Le manifestazioni che vanno avanti da settimane in tutto il paese sono cominciate all’inizio dell’anno scorso e sono state organizzate per lo più da studenti per protestare contro la mancanza di sicurezza e gli alti livelli di violenza che si registrano in Venezuela. Le prime si erano tenute nelle città andine di San Cristóbal e Mérida e si erano poi diffuse in altre zone del paese. Negli ultimi giorni si sono tenute diverse manifestazioni anche per chiedere la liberazione del sindaco di Caracas Antonio Ledezma, arrestato dai servizi di intelligence venezuelani giovedì 19 febbraio, e del leader dell’opposizione Leopoldo López, che si era consegnato alla polizia il 18 febbraio 2014, più di un anno fa. Finora 43 persone sono morte nelle proteste: circa altre 100 sono rimaste ferite e la polizia ha fatto migliaia di arresti.

Il movimento studentesco in Venezuela non è stato sempre unito in questi ultimi mesi, ma di recente stanno emergendo nuove figure che potrebbero portare maggiore unità. Una di queste è Hamlet Iglesias, rappresentante della Universidad Central de Venezuela, la principale istituzione educativa superiore del paese.

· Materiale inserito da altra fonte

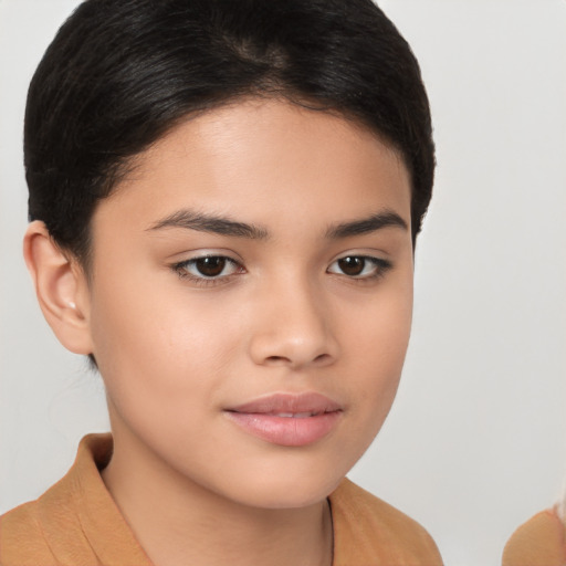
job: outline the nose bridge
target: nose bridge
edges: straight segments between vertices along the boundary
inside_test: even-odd
[[[335,359],[337,343],[324,292],[295,270],[260,293],[251,354],[255,363],[325,365]]]

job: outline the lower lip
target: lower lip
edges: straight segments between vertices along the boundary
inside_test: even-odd
[[[326,437],[336,426],[340,412],[304,418],[233,411],[227,411],[227,415],[245,432],[262,440],[283,447],[304,447]]]

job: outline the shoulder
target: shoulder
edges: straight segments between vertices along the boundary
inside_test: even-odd
[[[563,566],[566,564],[566,527],[555,510],[523,523],[503,551],[503,566]]]
[[[0,517],[0,564],[2,566],[56,564],[43,536],[38,507],[38,502],[32,501]]]
[[[436,566],[442,558],[417,521],[344,480],[329,497],[335,537],[335,565]]]

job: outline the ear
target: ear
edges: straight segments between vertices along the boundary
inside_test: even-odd
[[[25,231],[23,256],[43,316],[59,342],[75,354],[91,354],[88,285],[78,262],[56,245],[40,221]]]

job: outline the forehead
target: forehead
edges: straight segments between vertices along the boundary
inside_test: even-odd
[[[400,155],[361,125],[249,99],[186,120],[137,156],[94,220],[127,210],[147,222],[187,207],[274,224],[387,208],[410,224],[410,182]]]

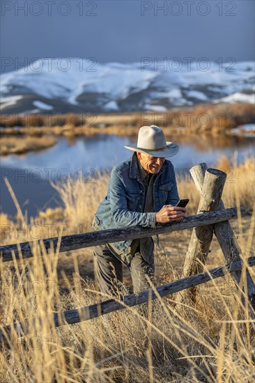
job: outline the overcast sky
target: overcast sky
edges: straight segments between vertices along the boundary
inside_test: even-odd
[[[254,60],[254,0],[1,0],[1,72],[37,57]]]

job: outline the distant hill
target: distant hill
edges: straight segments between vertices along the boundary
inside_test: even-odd
[[[157,70],[140,63],[107,64],[69,58],[33,63],[33,66],[1,75],[1,114],[105,113],[165,110],[203,102],[254,103],[255,63],[222,65],[210,69]],[[33,69],[35,68],[35,69]]]

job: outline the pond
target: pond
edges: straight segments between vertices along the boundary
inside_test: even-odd
[[[167,135],[167,139],[180,145],[178,154],[169,158],[179,178],[187,176],[188,169],[199,162],[212,166],[220,157],[226,156],[231,162],[236,158],[240,163],[247,156],[254,155],[254,137],[179,134]],[[135,136],[114,134],[83,136],[72,141],[61,138],[55,146],[40,153],[1,157],[1,212],[12,216],[16,214],[4,178],[8,178],[22,212],[29,217],[36,216],[39,211],[61,203],[50,180],[65,182],[72,177],[82,176],[89,182],[96,177],[97,170],[111,169],[130,157],[132,152],[123,146],[135,140]]]

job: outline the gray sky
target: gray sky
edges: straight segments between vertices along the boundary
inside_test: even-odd
[[[38,57],[254,60],[254,0],[1,0],[1,72]]]

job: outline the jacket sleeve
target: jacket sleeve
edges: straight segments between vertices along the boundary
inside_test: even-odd
[[[139,225],[155,227],[156,213],[132,212],[128,209],[127,196],[120,175],[114,169],[110,180],[110,205],[114,219],[118,226],[132,226]]]
[[[180,198],[177,189],[176,174],[174,173],[174,169],[172,164],[171,170],[172,187],[168,193],[167,199],[165,205],[172,205],[173,206],[176,206]]]

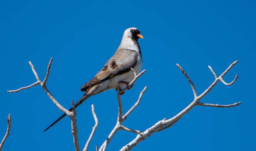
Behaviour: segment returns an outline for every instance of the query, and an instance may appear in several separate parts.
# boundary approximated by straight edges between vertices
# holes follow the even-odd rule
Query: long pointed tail
[[[81,98],[79,101],[78,101],[75,104],[75,108],[76,108],[77,107],[80,105],[80,104],[82,104],[82,103],[84,102],[89,97],[89,96],[86,95],[86,94],[83,96],[82,98]],[[72,107],[69,110],[71,111],[72,110]],[[62,118],[64,118],[66,116],[66,114],[64,114],[61,117],[60,117],[59,118],[58,118],[55,122],[53,122],[53,123],[49,127],[47,127],[46,129],[45,129],[44,132],[47,131],[48,129],[49,129],[51,127],[53,126],[54,124],[56,124],[58,122],[60,121]]]

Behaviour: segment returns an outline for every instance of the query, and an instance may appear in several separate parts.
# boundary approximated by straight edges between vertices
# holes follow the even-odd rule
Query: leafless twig
[[[217,83],[218,82],[218,81],[219,81],[220,80],[221,81],[221,79],[222,79],[223,78],[224,76],[237,62],[238,61],[236,61],[232,63],[218,77],[217,76],[217,75],[214,71],[214,70],[212,70],[211,67],[209,66],[209,68],[210,68],[210,70],[214,74],[215,79],[214,81],[212,83],[212,84],[199,96],[197,96],[197,95],[196,95],[196,90],[195,89],[195,87],[190,78],[188,76],[187,74],[184,71],[183,69],[181,67],[181,66],[177,64],[177,65],[178,66],[178,67],[183,73],[184,75],[187,77],[187,78],[188,80],[188,81],[190,83],[190,85],[191,85],[191,87],[192,88],[192,89],[193,90],[195,99],[186,108],[185,108],[184,109],[183,109],[180,113],[179,113],[178,114],[177,114],[173,117],[167,120],[166,120],[166,119],[164,118],[162,120],[160,120],[158,122],[156,122],[151,127],[147,129],[145,131],[143,132],[143,133],[140,133],[138,135],[137,135],[136,137],[133,140],[132,140],[130,143],[128,144],[127,145],[125,145],[123,147],[122,147],[122,148],[120,151],[130,151],[134,147],[137,145],[139,142],[141,142],[143,140],[145,140],[147,137],[150,136],[154,133],[162,131],[164,129],[165,129],[171,127],[176,122],[177,122],[179,120],[180,120],[184,115],[187,113],[190,110],[191,110],[191,109],[192,109],[192,108],[196,106],[197,105],[209,107],[234,107],[240,104],[241,104],[240,102],[237,102],[234,104],[226,106],[221,105],[218,104],[206,104],[199,103],[199,101],[201,100],[201,99],[202,99],[202,98],[203,98],[212,89],[212,88],[217,84]],[[234,81],[236,80],[237,77],[238,76],[236,76],[234,81],[231,83],[233,84],[234,82]]]
[[[191,79],[190,79],[189,77],[188,77],[188,74],[187,74],[186,72],[184,71],[183,69],[181,68],[181,66],[180,66],[179,64],[178,64],[178,63],[176,63],[176,66],[177,66],[179,68],[179,69],[180,69],[181,72],[183,73],[185,77],[187,77],[187,78],[188,79],[188,82],[189,82],[189,83],[191,85],[191,88],[192,88],[192,90],[193,91],[193,93],[194,93],[194,97],[195,98],[196,98],[197,96],[197,94],[196,93],[196,91],[195,85],[194,85],[194,84],[192,82],[192,81],[191,81]]]
[[[53,102],[54,104],[58,107],[60,110],[61,111],[64,112],[66,115],[68,116],[70,119],[71,119],[71,132],[73,135],[73,137],[74,139],[74,144],[75,145],[75,151],[79,151],[80,149],[79,148],[79,145],[78,144],[78,130],[77,130],[77,126],[76,125],[76,111],[75,109],[72,110],[72,111],[69,111],[68,110],[65,108],[63,107],[60,104],[58,101],[55,99],[55,98],[53,96],[52,94],[50,92],[48,89],[47,88],[46,86],[46,83],[48,78],[49,74],[50,72],[50,68],[51,68],[51,65],[52,64],[52,62],[53,61],[53,58],[51,59],[50,62],[49,62],[49,64],[48,65],[47,67],[47,71],[46,71],[46,75],[45,76],[45,77],[44,80],[43,81],[41,81],[37,72],[36,71],[34,66],[32,63],[31,62],[29,62],[29,63],[31,69],[32,70],[32,71],[34,73],[36,78],[37,79],[37,81],[34,83],[33,84],[23,88],[21,88],[15,90],[11,90],[11,91],[8,91],[8,92],[9,93],[11,92],[18,92],[20,90],[30,88],[33,86],[36,85],[37,85],[40,84],[40,85],[42,87],[43,89],[45,90],[47,95],[50,99]],[[72,103],[72,104],[74,103]]]
[[[228,105],[221,105],[218,104],[210,104],[210,103],[203,103],[198,102],[197,105],[200,105],[201,106],[205,106],[205,107],[222,107],[222,108],[226,108],[226,107],[231,107],[235,106],[237,106],[241,104],[241,102],[237,102],[233,104],[228,104]]]
[[[0,151],[2,150],[4,144],[4,142],[5,142],[5,140],[6,140],[7,137],[10,135],[10,129],[11,129],[11,114],[9,114],[8,117],[7,118],[7,124],[8,126],[6,133],[5,133],[5,135],[4,135],[4,137],[2,140],[1,144],[0,144]]]
[[[91,131],[91,133],[89,137],[89,139],[88,139],[87,142],[86,142],[86,144],[85,144],[85,146],[83,148],[83,151],[87,151],[88,150],[88,147],[89,147],[89,145],[90,144],[90,141],[92,139],[93,136],[96,131],[97,127],[99,125],[99,122],[98,121],[98,119],[96,116],[96,113],[95,113],[95,110],[94,109],[94,105],[93,104],[91,105],[91,112],[92,113],[92,115],[93,115],[93,117],[94,118],[94,120],[95,121],[95,125],[92,128],[92,131]],[[98,151],[98,145],[96,145],[96,151]]]
[[[131,82],[130,82],[130,83],[128,85],[128,87],[132,85],[134,83],[134,82],[135,82],[135,81],[136,81],[138,79],[138,78],[139,78],[140,76],[141,76],[141,75],[142,75],[142,74],[143,74],[146,71],[146,70],[144,70],[142,71],[141,71],[138,74],[136,74],[136,73],[135,72],[133,69],[132,69],[132,68],[131,68],[131,70],[133,72],[133,73],[134,74],[134,78],[132,81],[131,81]],[[140,102],[140,100],[141,100],[141,98],[142,97],[143,94],[144,94],[144,93],[146,91],[146,90],[147,89],[147,86],[145,86],[143,90],[140,92],[140,94],[139,97],[139,99],[138,99],[137,102],[135,103],[135,104],[134,104],[134,105],[133,105],[133,106],[132,107],[132,108],[127,112],[127,113],[125,114],[124,116],[122,116],[122,103],[121,101],[120,94],[124,93],[124,92],[128,89],[128,88],[125,88],[121,90],[118,89],[118,91],[117,92],[117,98],[118,100],[119,109],[118,109],[118,116],[117,117],[117,124],[116,124],[116,125],[115,126],[113,129],[112,129],[109,135],[109,136],[108,136],[107,139],[104,141],[103,144],[102,145],[102,146],[99,149],[99,151],[105,151],[105,150],[107,146],[109,144],[110,141],[113,138],[116,133],[117,132],[117,131],[118,131],[118,130],[120,129],[128,131],[129,132],[137,133],[141,132],[139,131],[136,130],[133,130],[128,128],[123,125],[122,125],[122,123],[125,119],[127,118],[127,117],[132,113],[132,112],[133,110],[134,110],[134,109],[138,106],[138,105],[139,103],[139,102]]]

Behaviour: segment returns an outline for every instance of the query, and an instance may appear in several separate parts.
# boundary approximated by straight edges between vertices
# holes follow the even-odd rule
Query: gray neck
[[[119,48],[134,50],[141,55],[140,48],[138,41],[130,37],[123,37]]]

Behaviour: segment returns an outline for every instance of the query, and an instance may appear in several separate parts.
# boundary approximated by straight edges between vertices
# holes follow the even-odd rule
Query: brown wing
[[[83,85],[81,91],[117,75],[129,71],[136,64],[138,54],[134,51],[118,49],[104,67],[90,81]]]

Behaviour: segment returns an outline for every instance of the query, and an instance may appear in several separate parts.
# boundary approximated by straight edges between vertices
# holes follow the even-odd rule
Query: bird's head
[[[143,36],[140,34],[140,32],[135,27],[129,28],[124,30],[124,37],[128,37],[137,41],[139,38],[143,39]]]

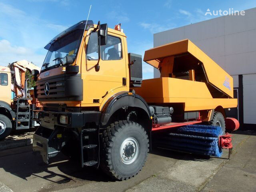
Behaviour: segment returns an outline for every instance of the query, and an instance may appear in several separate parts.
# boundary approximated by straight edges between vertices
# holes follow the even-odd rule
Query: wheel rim
[[[216,122],[216,126],[219,126],[221,128],[221,122],[220,121],[217,121],[217,122]]]
[[[6,128],[6,125],[5,124],[5,123],[4,123],[4,122],[0,121],[0,135],[4,132]]]
[[[132,163],[137,158],[139,153],[139,144],[133,137],[129,137],[124,141],[120,148],[120,157],[125,164]]]

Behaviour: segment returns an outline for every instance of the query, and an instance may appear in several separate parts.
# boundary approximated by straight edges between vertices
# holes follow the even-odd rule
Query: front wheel
[[[12,122],[5,115],[0,114],[0,140],[4,139],[11,133]]]
[[[149,144],[140,125],[131,121],[115,122],[104,131],[102,141],[100,167],[112,178],[126,180],[141,170]]]

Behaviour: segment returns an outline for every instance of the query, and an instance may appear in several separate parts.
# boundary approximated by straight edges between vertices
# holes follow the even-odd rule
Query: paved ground
[[[222,158],[209,158],[154,150],[140,174],[122,182],[110,180],[99,170],[81,170],[61,155],[46,166],[32,154],[31,146],[2,151],[0,192],[256,192],[256,136],[233,136],[230,160],[225,158],[227,150]]]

Iglesias ha annunciato nuove manifestazioni degli studenti a partire da questo martedì, senza però dare ulteriori dettagli: «Non diremo dove cominceremo né dove finiremo le manifestazioni, perché questo governo ci perseguita». La notte precedente Iglesias aveva scritto su Twitter: «Caracas, domani manifesteremo, ritrovatevi alla vostra università dalla mattina e tenete d’occhio gli annunci».

 

Le cose in Venezuela intanto vanno sempre peggio: il paese è da tempo in crisi economica e ciclicamente si verificano carenze di alcuni prodotti di prima necessità con immagini ormai familiari di lunghe code fuori dai supermercati: nel 2013 è toccata alla carta igienica, all’inizio di febbraio i giornali internazionali si sono occupati del presso dei preservativi e della mancanza dei contraccettivi. L’economia venezuelana è in recessione: a fine dicembre la Banca centrale del Venezuela ha detto che il PIL del paese nel terzo trimestre dell’anno è nuovamente sceso (del 2,3 per cento). Il tasso di inflazione lo scorso novembre è stato del 63,6 per cento, in aumento di dieci punti rispetto all’anno precedente e uno dei tassi più alti al mondo (per avere un’idea: il tasso di inflazione in Europa è lo 0,3 per cento, negli Stati Uniti è l’1,3 per cento). La crisi si è aggravata negli ultimi tempi anche a causa del notevole calo del prezzo del petrolio, da cui il Venezuela dipende per circa il 95 per cento delle proprie esportazioni.